Work and the Meaning of Life


The high-profile case of Kamal El-Masiri takes the debate over the intersection of work and family onto an altogether higher plane.

While the images of a young Muslim man in traditional dress taking a stand for his right to observe his religion makes great media, the issue of how much of one's life should be sacrificed for a job is much broader.

The manager at TPG, whose intransigence created this week's storm is just the worst case of management, freed of the constraints of the central wage system, acting as if they have some sort of divine right to rule their workforce.

We've heard the arguments on how enlightened companies are providing family friendly policies like workplace-based child care, extended parental leave and home work.

Conservative politicians may be happy to shine a light on the companies - typically in the profit-bloated finance sector - that embark on these programs, but talk of compulsion gets short shrift.

That's why the Prime Minister will not even countenance a right to paid maternity leave. One could only imagine his attitude to enshrining a Muslim's rights to pray.

At the heart of this debate is the question of the very nature of work and whether it exists separate to or integrated with the rest of one's life.

The traditional position has been that the eight hours of work was a separate chunk of life - it was governed by individual rules that treated all workers the same.

That position was trashed by labour market deregulation, with its assertion that businesses should be judged on their own special circumstances and not be bound by universal rules.

Unions and their members have played their part, accepting enterprise bargaining and embracing new rules of employment in the interest of creating stable and secure jobs.

But employers are now being asked to come to the party and make good their flexibility rhetoric - taking the same principles that justified special deals for enterprises, to their employees.

In Kamal's case the issue seems a no-brainer. He was prepared tot take ten minutes off his lunch break to pray in the afternoon. No loss of productivity and less time away from his desk than the average smoker.

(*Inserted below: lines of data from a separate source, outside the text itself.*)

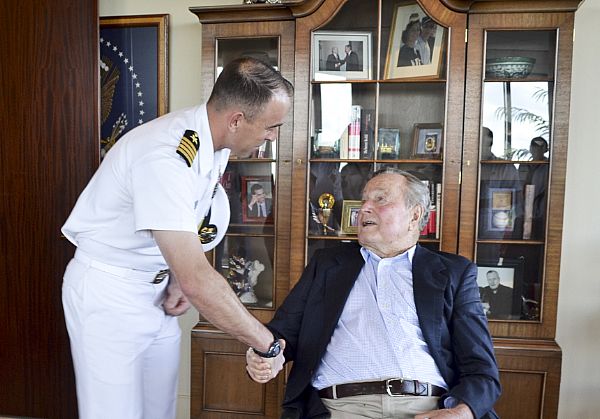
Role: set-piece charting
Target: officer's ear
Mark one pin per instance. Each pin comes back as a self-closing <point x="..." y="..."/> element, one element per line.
<point x="235" y="120"/>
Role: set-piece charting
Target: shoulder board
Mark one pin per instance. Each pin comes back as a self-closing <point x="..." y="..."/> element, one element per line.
<point x="188" y="146"/>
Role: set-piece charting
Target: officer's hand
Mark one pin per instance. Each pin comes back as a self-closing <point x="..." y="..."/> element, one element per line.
<point x="461" y="411"/>
<point x="175" y="303"/>
<point x="262" y="369"/>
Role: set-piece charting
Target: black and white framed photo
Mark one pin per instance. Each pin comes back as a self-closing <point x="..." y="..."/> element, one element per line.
<point x="500" y="210"/>
<point x="388" y="143"/>
<point x="341" y="55"/>
<point x="427" y="141"/>
<point x="350" y="209"/>
<point x="500" y="288"/>
<point x="416" y="45"/>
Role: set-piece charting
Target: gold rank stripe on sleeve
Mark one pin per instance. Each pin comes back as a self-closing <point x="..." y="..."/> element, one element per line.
<point x="188" y="146"/>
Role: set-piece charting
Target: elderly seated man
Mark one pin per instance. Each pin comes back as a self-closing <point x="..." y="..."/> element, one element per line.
<point x="387" y="318"/>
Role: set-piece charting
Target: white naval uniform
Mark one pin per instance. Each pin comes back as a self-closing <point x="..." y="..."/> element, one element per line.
<point x="125" y="348"/>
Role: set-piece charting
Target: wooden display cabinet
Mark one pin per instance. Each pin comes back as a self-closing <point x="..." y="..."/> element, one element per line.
<point x="500" y="206"/>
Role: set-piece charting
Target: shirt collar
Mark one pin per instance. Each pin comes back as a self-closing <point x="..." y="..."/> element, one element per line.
<point x="367" y="254"/>
<point x="207" y="155"/>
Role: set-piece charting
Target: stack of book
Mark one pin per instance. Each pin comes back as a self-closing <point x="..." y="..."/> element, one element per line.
<point x="432" y="229"/>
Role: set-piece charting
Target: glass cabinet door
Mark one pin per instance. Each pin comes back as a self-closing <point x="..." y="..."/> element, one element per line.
<point x="373" y="106"/>
<point x="514" y="171"/>
<point x="246" y="256"/>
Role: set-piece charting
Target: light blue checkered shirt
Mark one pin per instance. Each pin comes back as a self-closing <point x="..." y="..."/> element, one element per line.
<point x="378" y="335"/>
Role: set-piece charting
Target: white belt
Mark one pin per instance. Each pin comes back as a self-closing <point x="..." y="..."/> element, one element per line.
<point x="155" y="277"/>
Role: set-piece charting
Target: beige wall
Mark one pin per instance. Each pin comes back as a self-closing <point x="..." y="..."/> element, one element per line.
<point x="578" y="330"/>
<point x="579" y="299"/>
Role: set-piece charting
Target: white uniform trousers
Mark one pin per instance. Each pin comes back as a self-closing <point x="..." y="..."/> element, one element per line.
<point x="125" y="348"/>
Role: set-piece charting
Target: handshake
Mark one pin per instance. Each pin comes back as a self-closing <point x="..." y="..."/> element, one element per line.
<point x="262" y="369"/>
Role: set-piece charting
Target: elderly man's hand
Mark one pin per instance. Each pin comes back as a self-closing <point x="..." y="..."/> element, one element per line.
<point x="461" y="411"/>
<point x="261" y="369"/>
<point x="175" y="302"/>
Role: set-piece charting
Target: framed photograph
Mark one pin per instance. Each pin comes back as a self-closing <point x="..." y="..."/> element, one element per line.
<point x="500" y="288"/>
<point x="500" y="210"/>
<point x="388" y="143"/>
<point x="350" y="216"/>
<point x="257" y="199"/>
<point x="133" y="74"/>
<point x="428" y="141"/>
<point x="247" y="265"/>
<point x="416" y="45"/>
<point x="341" y="55"/>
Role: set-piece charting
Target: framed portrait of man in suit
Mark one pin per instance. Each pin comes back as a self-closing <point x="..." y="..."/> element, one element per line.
<point x="257" y="199"/>
<point x="500" y="288"/>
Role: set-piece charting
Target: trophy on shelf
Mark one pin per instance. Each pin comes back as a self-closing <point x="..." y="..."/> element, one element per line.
<point x="326" y="201"/>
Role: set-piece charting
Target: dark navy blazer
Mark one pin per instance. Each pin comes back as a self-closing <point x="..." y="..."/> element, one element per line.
<point x="450" y="315"/>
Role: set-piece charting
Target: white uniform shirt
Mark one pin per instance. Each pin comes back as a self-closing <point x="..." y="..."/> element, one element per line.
<point x="142" y="185"/>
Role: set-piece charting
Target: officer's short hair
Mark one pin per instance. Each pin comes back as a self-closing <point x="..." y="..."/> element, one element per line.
<point x="249" y="83"/>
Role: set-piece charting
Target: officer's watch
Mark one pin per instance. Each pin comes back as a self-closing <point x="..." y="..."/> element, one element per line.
<point x="272" y="352"/>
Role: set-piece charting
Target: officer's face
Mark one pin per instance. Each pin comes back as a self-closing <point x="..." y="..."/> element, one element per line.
<point x="264" y="127"/>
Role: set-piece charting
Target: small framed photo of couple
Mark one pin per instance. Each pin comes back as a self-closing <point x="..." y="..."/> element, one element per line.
<point x="428" y="141"/>
<point x="340" y="55"/>
<point x="350" y="216"/>
<point x="257" y="199"/>
<point x="416" y="45"/>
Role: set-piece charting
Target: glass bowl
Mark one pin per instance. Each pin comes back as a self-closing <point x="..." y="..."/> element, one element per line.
<point x="508" y="67"/>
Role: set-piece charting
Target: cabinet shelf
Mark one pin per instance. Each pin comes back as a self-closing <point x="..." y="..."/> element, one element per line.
<point x="386" y="161"/>
<point x="519" y="80"/>
<point x="511" y="241"/>
<point x="251" y="160"/>
<point x="382" y="81"/>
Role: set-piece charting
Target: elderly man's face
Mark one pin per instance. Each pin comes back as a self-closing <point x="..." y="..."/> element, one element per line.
<point x="385" y="225"/>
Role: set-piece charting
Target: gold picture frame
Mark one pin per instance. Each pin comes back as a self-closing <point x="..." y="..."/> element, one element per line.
<point x="350" y="216"/>
<point x="402" y="60"/>
<point x="428" y="141"/>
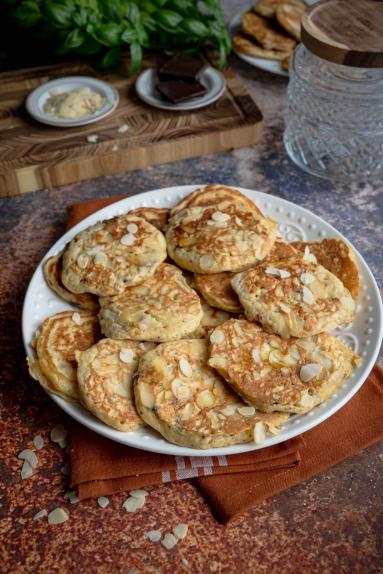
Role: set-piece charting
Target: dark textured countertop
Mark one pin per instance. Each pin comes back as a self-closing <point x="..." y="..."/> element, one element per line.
<point x="330" y="524"/>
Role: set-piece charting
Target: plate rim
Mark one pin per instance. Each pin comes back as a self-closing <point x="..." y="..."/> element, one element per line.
<point x="113" y="434"/>
<point x="39" y="116"/>
<point x="181" y="107"/>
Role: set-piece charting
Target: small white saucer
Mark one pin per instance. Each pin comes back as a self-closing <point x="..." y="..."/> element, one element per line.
<point x="211" y="78"/>
<point x="36" y="100"/>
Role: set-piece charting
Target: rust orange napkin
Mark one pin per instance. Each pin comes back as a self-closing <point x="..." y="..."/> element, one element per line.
<point x="235" y="483"/>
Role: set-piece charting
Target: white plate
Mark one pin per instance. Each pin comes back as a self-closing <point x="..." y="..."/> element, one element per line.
<point x="36" y="100"/>
<point x="273" y="66"/>
<point x="296" y="223"/>
<point x="211" y="78"/>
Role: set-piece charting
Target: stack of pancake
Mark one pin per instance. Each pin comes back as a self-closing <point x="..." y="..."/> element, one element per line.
<point x="271" y="30"/>
<point x="200" y="321"/>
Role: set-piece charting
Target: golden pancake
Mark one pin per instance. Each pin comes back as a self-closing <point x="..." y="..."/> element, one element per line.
<point x="336" y="256"/>
<point x="189" y="403"/>
<point x="162" y="308"/>
<point x="52" y="272"/>
<point x="105" y="374"/>
<point x="111" y="255"/>
<point x="56" y="344"/>
<point x="275" y="374"/>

The rejection of this deal is a breaking of this supposed consensus where employer and employee are equal agents, who can sit down and negotiate fair outcomes between themselves.

Of course, that's always been crap and without a union - that much-denigrated 'third party' - beside him, Kamal would by now be looking for a new job.

This is not an issue about race or religion; it is a story of management prerogative and a worker prepared to stand up for his basic rights to be the person he is while at work.